The Cairns Group is seeking commitments to "cap and reduce" current trade and domestic support entitlements by at least half by 2030 (JOB/AG/177/Rev.2), which could present certain challenges at the MC12 talks. Under the AoA, the United States is currently committed to spend no more than $19.1 billion annually on those domestic farm support programs most likely to distort trade under the WTO—referred to as amber box programs and measured by the Aggregate Measure of Support (AMS). Since 2018, however, USDA has initiated several large ad hoc spending programs—valued at up to $60.4 billion cumulatively in 2018, 2019, and 2020—in response to international trade retaliation as well as economic disruption caused by the COVID-19 pandemic. These ad hoc payments are in addition to existing U.S. farm support programs. These payments have raised concerns among some U.S. trading partners and policymakers that U.S. domestic farm subsidy outlays on market-distorting farm support programs might exceed its annual WTO spending limit of $19.1 billion for one or more of those years, which could violate U.S. commitments under the AoA. The United States has not yet reported this spending to the WTO. For more background, see CRS Report R45305, Agriculture in the WTO: Rules and Limits on U.S. Domestic Support.

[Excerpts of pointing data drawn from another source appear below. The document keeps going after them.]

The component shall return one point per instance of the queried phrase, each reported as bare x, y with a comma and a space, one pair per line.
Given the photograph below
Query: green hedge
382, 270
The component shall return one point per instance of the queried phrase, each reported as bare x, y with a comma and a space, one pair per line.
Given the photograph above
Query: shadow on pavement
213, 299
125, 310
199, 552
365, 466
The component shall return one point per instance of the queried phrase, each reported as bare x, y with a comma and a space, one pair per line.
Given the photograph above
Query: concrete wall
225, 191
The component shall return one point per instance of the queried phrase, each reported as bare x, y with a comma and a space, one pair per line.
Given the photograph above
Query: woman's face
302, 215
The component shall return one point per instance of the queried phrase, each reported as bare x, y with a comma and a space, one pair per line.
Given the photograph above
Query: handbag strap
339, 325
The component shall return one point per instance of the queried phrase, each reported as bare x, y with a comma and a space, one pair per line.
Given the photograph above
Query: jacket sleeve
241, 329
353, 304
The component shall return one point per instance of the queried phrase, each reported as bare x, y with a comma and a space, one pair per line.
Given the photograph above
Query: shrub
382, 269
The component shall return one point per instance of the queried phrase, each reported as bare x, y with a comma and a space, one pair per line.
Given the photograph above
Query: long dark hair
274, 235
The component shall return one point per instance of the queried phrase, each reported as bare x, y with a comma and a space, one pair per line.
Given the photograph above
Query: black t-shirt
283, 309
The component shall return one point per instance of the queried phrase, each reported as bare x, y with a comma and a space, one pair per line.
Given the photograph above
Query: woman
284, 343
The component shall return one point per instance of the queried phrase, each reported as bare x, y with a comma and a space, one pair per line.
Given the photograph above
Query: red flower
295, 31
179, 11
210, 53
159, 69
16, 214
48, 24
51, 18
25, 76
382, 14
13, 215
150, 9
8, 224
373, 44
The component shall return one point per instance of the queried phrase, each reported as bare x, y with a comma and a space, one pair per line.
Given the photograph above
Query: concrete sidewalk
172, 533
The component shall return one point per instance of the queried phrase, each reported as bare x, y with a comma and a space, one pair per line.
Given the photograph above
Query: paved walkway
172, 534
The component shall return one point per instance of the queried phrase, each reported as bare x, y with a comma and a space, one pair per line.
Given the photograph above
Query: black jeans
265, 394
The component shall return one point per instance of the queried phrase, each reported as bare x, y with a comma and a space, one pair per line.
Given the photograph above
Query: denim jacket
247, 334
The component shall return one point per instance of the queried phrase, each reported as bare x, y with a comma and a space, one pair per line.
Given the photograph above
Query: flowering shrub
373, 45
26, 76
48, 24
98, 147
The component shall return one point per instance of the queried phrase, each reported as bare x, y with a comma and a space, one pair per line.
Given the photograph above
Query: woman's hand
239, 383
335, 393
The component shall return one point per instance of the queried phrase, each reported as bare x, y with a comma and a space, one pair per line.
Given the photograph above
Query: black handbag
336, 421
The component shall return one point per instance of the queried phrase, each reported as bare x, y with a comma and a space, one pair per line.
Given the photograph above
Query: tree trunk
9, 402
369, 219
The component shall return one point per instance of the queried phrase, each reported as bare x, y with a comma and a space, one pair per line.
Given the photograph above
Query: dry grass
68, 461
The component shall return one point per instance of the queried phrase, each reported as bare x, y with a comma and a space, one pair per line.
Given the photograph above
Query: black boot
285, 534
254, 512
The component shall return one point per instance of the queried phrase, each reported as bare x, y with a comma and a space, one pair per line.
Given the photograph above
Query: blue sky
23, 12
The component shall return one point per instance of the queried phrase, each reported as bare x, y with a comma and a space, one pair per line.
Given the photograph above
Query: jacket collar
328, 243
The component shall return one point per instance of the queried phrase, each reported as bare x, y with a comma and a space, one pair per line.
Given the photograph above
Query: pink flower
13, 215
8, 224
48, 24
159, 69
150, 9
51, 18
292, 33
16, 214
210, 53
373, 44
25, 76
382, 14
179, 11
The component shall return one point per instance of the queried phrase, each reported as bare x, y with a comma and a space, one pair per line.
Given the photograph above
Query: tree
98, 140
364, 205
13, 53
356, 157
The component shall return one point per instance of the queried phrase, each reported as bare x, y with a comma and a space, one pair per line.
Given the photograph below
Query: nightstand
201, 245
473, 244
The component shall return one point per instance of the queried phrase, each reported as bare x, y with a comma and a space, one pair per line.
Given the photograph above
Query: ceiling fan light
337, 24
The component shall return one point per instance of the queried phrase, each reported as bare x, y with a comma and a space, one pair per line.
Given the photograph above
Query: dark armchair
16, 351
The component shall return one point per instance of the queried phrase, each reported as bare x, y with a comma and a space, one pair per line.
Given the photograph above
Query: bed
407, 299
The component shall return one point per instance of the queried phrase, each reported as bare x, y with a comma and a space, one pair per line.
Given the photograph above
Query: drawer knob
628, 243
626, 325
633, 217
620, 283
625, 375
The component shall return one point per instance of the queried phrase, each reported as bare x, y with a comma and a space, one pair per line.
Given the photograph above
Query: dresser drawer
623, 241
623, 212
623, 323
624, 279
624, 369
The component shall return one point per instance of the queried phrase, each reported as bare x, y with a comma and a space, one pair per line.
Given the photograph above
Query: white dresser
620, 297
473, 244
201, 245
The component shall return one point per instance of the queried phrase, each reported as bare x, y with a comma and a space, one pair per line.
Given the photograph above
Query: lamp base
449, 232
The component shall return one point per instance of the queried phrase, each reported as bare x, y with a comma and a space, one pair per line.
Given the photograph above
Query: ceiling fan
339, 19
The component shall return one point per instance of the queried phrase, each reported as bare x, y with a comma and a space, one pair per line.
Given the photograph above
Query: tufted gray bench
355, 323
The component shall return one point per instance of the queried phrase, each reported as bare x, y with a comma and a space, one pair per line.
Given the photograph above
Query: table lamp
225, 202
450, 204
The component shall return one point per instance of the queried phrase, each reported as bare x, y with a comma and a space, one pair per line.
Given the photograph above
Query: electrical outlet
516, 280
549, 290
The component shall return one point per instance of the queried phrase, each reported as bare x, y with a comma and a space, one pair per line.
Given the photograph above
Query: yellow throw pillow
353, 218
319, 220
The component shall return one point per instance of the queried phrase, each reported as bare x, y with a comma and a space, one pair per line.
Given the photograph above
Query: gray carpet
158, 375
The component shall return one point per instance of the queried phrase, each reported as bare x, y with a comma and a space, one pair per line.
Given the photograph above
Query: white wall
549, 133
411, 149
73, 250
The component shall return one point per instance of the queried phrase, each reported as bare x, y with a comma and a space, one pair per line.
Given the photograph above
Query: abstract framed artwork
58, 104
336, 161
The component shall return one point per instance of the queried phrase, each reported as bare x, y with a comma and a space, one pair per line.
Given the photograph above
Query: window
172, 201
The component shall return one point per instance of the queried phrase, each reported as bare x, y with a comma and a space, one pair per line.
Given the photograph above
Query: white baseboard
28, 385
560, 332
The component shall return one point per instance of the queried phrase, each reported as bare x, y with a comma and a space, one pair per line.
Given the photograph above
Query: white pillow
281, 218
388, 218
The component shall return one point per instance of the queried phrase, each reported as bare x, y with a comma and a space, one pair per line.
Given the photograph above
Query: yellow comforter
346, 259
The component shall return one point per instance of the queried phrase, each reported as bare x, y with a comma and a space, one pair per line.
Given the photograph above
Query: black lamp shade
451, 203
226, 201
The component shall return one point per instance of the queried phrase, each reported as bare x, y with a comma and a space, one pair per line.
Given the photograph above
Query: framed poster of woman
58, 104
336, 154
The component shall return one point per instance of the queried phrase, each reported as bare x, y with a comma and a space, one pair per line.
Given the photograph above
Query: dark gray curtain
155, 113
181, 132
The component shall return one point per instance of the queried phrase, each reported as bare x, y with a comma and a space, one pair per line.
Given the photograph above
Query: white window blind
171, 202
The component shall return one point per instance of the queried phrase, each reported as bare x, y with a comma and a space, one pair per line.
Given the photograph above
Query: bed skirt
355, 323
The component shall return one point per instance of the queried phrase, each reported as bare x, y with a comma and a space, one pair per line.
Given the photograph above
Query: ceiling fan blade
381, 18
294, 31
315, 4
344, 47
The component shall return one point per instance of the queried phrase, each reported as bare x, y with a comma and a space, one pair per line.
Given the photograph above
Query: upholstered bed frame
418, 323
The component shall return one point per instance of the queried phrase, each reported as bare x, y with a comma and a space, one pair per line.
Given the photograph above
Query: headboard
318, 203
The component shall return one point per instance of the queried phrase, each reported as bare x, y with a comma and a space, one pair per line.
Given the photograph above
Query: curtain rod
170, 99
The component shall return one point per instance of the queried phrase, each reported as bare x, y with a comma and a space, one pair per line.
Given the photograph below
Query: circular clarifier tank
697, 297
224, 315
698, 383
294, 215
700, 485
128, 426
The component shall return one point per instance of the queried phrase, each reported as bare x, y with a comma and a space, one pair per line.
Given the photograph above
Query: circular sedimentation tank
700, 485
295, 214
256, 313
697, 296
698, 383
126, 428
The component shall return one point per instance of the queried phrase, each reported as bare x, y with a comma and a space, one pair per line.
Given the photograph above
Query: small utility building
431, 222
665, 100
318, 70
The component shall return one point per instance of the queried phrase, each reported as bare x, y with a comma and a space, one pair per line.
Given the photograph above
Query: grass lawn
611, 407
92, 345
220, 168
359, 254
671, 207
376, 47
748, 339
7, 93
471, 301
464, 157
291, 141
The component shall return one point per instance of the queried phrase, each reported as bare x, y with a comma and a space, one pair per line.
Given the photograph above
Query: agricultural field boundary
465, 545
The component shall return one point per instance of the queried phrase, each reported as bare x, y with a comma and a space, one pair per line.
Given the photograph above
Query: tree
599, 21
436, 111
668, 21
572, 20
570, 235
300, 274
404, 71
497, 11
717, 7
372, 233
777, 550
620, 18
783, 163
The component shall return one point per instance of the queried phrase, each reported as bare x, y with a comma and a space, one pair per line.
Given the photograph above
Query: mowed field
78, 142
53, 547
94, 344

Considerations for Congress
Congress and its farming constituencies have typically closely monitored WTO negotiations related to agricultural trade matters, particularly involving tariff and nontariff barriers that may limit U.S. agricultural exports. Several U.S. agricultural trade associations and farm support organizations have outlined a range of recommendations in advance of the MC12 and other related efforts to institute WTO reforms more broadly. Specifically, these farm groups contend that "WTO reform should lead toward further market-based and sustainable trade liberalization, reduced distortions, enhanced transparency, and a more effective and efficient dispute settlement system." These groups further emphasize the need for "predictable and transparent trade rules" to ensure business certainty and to enforce multilateral rules, as well as to ensure that new areas of negotiation (such as climate change mitigation and sustainability) are pursued in a science-based and data-driven manner. They also express concerns that some WTO members want to add new special safeguard mechanisms or institute changes allowing for public stockholding that involve purchases from farmers at fixed government prices.
Many in Congress and in the U.S. food and agricultural sectors have also expressed concerns that the Biden Administration has not yet named a candidate for the Chief Agricultural Negotiator. The Chief Agricultural Negotiator position was created as a USTR post in the Trade and Development Act of 2000 (P.L. 106-200; 19 U.S.C. §2171) to conduct trade negotiations and enforce trade agreements relating to U.S. agricultural interests and products. If this position remains vacant, it could have implications for the upcoming MC12 agricultural negotiations.